Arm publishes benchmark numbers for some processors. Where these numbers are available, these are provided on the individual processor product pages, for example:
If hardware devices are not available, Cycle Models can help you make architectural decisions and optimize performance. Cycle Models are compiled directly from Arm RTL and retain complete functional and cycle accuracy.
Analyzing and debugging performance
Some Arm processors provide a Performance Monitoring Unit (PMU) that enables you to gather various statistics on the operation of the processor and its memory system during runtime.

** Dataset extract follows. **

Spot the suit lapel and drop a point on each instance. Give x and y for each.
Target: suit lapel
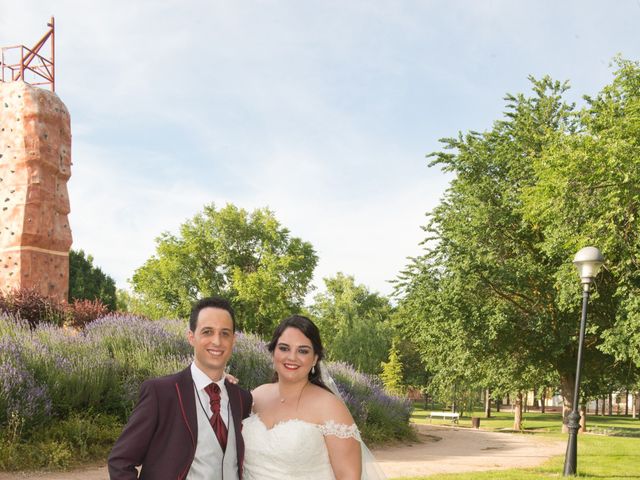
(187, 399)
(235, 400)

These statistics provide useful information that you can use when debugging or profiling code. This information might be useful when you are assessing the performance and resource efficiency of your system. The following resources will help you to understand more about the PMU and how to use it:
- The Technical Reference Manual for your processor will provide information about the PMU, if your processor provides one. For example, the Arm Cortex‑A32 Processor Technical Reference Manual contains a chapter describing the PMU.
- System Performance Analysis and the Arm Performance Monitor Unit explains how Cycle Models of Arm CPUs enable system performance analysis by providing access to the PMU. This includes an introduction to using the Cycle Model System Analyzer to automatically gather information on Arm PMU events for bare metal and Linux software loads.
- Using the PMU Event Counters in DS-5 details how to use the PMU and the Event Counters in Arm Development Studio.
Measuring PPA
Power, Performance and Area (PPA) implementation analysis is often used to compare different processors at a high-level. A PPA analysis measures:
- Power: The power that is consumed by the processor.
- Performance: The maximum attainable frequency of the clock that is driving the processor in this specific implementation.
- Area: How much silicon area the processor occupies.
Often high-level PPA figures are quoted for processors. However, behind the top-level power, performance and area results there are many variables and details that can affect these figures. Different implementations target different configurations, for example the cache sizes or inclusion of the Floating Point Unit (FPU). Different implementations also target different goals, for example aiming to achieve the highest possible frequency or the lowest possible area.
If you are not familiar with processor implementation, the Power, Performance and Area Implementation Analysis White Paper describes the variables that you need to understand. This information will help you to get value from any PPA data that presented, so that you can estimate the real PPA of your own implementation. This knowledge will allow you to make fair comparisons between processors, from a single IP partner or between processors from different processor IP vendors.
Avoiding common performance pitfalls
CPU performance is highly dependent on choices such as processor speed, cache size, interconnect, memory speed, data ordering, data width and optimal integration of the IP blocks.
The following resources highlight some of the common performance pitfalls that you might encounter.
- Webinar - Three Tips For Maximizing Your SoC Performance explains the methodologies and analysis techniques used at Arm, and how these techniques link to CPU performance.
- Webinar - How to optimize a system with the latest Arm DynamIQ processors explains the guidance available for the Arm DynamIQ processors, plus the Arm Mali-G72 GPU.
- Design Reviews are a service offered by Arm. In a Design Review, expert engineers visit Arm partners to perform a detailed review of a particular stage of the design cycle. Based on that review, they can provide feedback, best practice advice and propose solutions to any issues identified. The Arm Community blog post Finding design errors before it’s too late shows some real-life Design Reviews.
- The System performance analysis at Arm white paper looks at the methodology and different levels of analysis undertaken during Arm performance system analysis.